Use These 5 Tips to Create a Backstory

FEATURED_Use-These-Tips-to-Create-a-BackstoryBackstory. It’s the best tool you have to develop relatable, realistic, three-dimensional characters for your novel.

But, writing a backstory is easier said than done, and that’s why so many writers simply don’t do it.

Sketching out a backstory is not the sexiest part of writing a novel. Investigating motivations, creating genealogies, understanding the socio-political landscape of the world you’re creating— that’s pretty heavy stuff, especially since most of it won’t even make it into your novel.

So, what’s the point?

As we’ll discuss below, it’s all about crafting a realistic character, someone your audience will believe truly exists in the world that you’ve created. That’s no small feat, and it requires enormous backstory to pull off. But when you do, you’ll reward readers with a character driven story, not one that relies on cliched plot devices. That’s so much more satisfying.

I’m sure you have questions, so let’s discuss exactly what I mean by backstory, along with a few of my favorite tips for creating one.

What is a backstory?

A backstory is the history of the character. It addresses the following:

  • Who the character is
  • Why the character is the way he or she is

It’s an origin story, pure and simple.

The most comprehensive backstories start from the very beginning of the character’s life and ends the moment that your novel begins. It’s generally in chronological order, but not necessarily written in narrative form. It can be a collection of data, such as keystone events, names and dates.

1. The backstory doesn’t always need to be shared

Most backstories are just for your eyes only.

You can create a complex, rich, hauntingly beautiful backstory for your characters, but that doesn’t mean it should be in your novel.

Far too often, authors try to insert a compelling backstory into their novel. The result? It weighs down the story and slows pacing to a grinding halt.

It’s the literary equivalent to force-feeding your reader when he’s not hungry.

I know it’s hard, but resist the urge to add your backstory to your novel unless it’s something that the reader truly needs to know.

You reader probably doesn’t need to know the names of your character’s parents, or other mundane details— but you do. You need to know everything that the character knows. This is how you can write from the character’s point of view effectively. Otherwise, you’re phoning it in and writing from sketch, not from portrait.

Depending on the scope of your novel, it may be a good idea to inject some of your backstory into the main story. Notice I said “some.” You’re never going to give everything you know to the reader.

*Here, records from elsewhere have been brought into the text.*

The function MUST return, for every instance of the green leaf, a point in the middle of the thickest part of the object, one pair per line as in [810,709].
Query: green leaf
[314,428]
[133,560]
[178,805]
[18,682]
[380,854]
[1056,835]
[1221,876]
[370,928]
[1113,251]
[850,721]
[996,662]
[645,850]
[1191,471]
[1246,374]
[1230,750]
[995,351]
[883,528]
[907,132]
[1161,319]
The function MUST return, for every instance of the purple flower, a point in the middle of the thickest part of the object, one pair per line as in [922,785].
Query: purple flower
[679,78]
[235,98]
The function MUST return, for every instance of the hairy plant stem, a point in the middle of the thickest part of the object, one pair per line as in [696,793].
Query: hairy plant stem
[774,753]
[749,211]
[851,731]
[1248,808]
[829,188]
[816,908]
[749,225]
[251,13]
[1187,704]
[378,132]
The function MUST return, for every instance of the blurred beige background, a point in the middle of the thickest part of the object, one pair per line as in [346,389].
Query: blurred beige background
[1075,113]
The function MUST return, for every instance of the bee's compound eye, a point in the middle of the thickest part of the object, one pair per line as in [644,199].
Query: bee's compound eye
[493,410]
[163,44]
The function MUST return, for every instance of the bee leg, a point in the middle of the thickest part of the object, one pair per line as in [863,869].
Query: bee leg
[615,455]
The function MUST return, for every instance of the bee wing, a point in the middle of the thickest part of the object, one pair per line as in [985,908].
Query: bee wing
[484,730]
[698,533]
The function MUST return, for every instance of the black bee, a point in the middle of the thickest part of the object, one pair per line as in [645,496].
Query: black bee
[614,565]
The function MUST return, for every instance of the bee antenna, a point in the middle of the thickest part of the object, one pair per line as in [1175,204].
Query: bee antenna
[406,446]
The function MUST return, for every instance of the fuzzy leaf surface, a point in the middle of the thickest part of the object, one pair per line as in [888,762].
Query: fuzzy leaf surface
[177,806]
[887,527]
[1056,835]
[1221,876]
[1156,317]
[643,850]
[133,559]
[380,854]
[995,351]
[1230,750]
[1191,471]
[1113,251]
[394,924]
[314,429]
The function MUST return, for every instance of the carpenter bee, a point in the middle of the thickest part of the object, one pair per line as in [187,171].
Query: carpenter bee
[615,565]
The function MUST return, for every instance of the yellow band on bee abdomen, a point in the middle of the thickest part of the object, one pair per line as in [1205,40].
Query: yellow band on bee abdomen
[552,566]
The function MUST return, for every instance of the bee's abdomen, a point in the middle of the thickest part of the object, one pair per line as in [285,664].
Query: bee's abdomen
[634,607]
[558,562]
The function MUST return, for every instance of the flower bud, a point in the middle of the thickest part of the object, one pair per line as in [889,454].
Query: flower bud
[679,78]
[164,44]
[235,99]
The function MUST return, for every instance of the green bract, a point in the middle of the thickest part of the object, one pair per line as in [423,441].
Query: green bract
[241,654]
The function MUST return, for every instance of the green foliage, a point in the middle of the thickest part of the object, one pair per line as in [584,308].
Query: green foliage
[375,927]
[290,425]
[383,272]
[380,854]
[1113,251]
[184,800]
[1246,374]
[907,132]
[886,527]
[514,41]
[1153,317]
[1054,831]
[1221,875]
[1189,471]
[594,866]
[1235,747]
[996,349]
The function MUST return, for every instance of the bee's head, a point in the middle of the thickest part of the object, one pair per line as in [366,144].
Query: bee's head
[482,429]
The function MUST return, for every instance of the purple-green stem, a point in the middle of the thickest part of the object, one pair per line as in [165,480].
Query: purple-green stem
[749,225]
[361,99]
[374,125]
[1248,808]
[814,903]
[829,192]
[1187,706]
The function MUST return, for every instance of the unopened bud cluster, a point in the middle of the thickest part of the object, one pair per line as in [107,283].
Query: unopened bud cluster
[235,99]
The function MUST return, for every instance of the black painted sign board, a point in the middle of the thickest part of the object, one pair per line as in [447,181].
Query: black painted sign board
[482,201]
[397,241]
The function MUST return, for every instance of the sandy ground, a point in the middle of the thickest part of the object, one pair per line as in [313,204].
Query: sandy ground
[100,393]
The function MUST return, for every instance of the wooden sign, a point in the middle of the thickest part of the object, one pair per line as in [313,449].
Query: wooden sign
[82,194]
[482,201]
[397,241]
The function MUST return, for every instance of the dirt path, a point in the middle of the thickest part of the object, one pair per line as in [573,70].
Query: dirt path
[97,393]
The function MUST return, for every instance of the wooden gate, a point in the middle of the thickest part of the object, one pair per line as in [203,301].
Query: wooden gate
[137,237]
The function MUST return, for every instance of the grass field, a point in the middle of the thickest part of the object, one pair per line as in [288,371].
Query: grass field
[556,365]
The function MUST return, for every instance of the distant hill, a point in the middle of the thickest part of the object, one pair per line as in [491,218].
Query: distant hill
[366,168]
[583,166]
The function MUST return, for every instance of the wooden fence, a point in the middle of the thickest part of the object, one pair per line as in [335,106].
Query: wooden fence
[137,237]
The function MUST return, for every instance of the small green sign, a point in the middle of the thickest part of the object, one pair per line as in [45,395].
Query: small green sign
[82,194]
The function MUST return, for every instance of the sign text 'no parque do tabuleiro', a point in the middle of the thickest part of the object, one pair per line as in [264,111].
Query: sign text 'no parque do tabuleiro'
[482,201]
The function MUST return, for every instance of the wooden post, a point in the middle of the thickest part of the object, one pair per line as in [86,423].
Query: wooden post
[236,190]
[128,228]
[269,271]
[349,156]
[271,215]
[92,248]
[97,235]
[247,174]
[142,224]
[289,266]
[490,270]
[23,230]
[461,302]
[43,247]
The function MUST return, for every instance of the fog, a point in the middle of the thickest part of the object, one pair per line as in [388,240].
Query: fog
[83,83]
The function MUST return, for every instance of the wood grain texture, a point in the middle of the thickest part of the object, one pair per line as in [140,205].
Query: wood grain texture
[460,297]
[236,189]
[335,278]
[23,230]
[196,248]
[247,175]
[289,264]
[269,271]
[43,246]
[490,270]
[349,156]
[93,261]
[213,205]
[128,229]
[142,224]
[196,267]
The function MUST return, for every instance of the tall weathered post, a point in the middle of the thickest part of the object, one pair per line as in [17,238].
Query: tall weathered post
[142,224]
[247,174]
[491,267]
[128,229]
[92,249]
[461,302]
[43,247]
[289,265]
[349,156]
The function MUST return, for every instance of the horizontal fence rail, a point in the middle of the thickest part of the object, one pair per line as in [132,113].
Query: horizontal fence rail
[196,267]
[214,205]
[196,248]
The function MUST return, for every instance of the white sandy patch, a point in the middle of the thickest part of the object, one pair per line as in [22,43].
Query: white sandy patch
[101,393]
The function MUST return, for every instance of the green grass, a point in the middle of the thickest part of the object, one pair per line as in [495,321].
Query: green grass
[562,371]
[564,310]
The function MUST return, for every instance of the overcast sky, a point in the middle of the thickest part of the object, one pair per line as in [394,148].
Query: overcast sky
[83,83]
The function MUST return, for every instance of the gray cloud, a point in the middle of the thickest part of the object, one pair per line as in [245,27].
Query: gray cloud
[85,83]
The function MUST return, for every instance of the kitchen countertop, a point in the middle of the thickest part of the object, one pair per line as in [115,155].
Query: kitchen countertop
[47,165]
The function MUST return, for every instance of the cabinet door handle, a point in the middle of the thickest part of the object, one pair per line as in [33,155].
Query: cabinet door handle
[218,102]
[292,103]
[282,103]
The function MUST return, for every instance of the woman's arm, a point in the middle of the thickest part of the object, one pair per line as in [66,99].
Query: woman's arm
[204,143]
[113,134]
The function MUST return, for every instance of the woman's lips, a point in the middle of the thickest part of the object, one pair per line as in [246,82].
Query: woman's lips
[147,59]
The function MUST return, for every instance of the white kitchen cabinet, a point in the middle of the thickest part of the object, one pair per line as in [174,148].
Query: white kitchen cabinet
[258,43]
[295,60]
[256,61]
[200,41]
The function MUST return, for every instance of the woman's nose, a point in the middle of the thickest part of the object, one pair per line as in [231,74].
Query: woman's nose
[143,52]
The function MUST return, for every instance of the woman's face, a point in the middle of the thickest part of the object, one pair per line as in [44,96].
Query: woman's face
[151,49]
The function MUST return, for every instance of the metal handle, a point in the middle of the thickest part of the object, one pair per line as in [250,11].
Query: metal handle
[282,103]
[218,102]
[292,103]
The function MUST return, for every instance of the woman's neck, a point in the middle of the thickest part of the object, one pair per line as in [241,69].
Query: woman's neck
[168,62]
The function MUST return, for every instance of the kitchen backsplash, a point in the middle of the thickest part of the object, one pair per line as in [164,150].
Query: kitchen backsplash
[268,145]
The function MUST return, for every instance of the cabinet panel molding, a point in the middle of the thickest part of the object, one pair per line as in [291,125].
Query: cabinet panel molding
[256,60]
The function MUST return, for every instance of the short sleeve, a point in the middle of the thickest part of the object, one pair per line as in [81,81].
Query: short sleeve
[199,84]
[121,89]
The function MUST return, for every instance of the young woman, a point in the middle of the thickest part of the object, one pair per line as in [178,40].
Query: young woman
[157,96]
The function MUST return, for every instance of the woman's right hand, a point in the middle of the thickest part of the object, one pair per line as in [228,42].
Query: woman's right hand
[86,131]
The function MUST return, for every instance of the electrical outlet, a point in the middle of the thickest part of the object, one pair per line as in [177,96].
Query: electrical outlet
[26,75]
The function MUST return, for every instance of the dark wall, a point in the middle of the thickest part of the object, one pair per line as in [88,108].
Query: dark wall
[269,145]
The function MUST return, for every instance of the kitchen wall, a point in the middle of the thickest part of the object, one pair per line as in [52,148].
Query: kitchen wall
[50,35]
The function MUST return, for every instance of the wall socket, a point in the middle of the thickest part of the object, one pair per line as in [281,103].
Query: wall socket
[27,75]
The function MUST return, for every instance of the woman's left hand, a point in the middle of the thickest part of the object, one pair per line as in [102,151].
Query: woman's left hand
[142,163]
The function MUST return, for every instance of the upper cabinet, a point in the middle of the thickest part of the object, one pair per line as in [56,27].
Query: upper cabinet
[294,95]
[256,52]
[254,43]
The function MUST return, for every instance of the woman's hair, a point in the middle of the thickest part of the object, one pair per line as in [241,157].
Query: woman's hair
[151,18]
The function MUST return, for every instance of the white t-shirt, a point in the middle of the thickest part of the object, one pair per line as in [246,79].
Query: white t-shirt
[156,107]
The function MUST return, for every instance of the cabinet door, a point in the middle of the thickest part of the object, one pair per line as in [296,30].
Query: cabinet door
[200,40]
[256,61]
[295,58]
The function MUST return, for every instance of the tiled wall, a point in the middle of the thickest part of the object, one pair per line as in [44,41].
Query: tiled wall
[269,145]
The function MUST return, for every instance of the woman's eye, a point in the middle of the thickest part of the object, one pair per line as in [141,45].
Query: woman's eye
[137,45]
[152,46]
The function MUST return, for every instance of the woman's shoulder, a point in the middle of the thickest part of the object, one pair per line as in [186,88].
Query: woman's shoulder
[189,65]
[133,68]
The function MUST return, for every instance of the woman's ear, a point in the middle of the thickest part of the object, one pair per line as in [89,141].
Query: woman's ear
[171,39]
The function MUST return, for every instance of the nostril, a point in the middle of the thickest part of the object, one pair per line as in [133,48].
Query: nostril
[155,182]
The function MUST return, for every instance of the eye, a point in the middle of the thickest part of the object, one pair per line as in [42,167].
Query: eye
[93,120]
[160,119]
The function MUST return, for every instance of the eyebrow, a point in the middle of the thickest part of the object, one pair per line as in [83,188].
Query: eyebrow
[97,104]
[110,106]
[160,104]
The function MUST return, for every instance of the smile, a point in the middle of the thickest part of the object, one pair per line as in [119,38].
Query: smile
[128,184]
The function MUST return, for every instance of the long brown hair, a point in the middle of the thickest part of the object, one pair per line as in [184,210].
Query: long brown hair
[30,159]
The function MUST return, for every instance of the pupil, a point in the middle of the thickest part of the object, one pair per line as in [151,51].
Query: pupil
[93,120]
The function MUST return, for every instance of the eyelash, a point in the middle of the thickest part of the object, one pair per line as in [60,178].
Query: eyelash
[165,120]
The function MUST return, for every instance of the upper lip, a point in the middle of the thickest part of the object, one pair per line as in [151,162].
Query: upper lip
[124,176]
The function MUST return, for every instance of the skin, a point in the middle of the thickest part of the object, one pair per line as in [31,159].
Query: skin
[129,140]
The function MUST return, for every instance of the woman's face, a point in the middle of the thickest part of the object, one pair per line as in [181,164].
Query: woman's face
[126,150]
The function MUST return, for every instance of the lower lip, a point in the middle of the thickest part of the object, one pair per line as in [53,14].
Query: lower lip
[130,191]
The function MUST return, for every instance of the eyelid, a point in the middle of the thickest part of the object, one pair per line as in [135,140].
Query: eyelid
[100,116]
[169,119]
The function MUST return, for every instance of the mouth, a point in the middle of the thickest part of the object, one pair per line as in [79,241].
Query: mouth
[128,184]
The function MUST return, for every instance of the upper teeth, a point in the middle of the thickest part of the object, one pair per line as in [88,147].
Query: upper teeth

If you dump all of those facts without the benefit of context, it will overwhelm the reader and make it difficult for them to see the story.

It’s like the old conundrum, I can’t see the forest for the trees.

As the writer, you take all of the facts you know, carve them into a beautiful work of art, and make the moral of your story obvious. That’s what makes you the artist, and the editor an essential partner in the process.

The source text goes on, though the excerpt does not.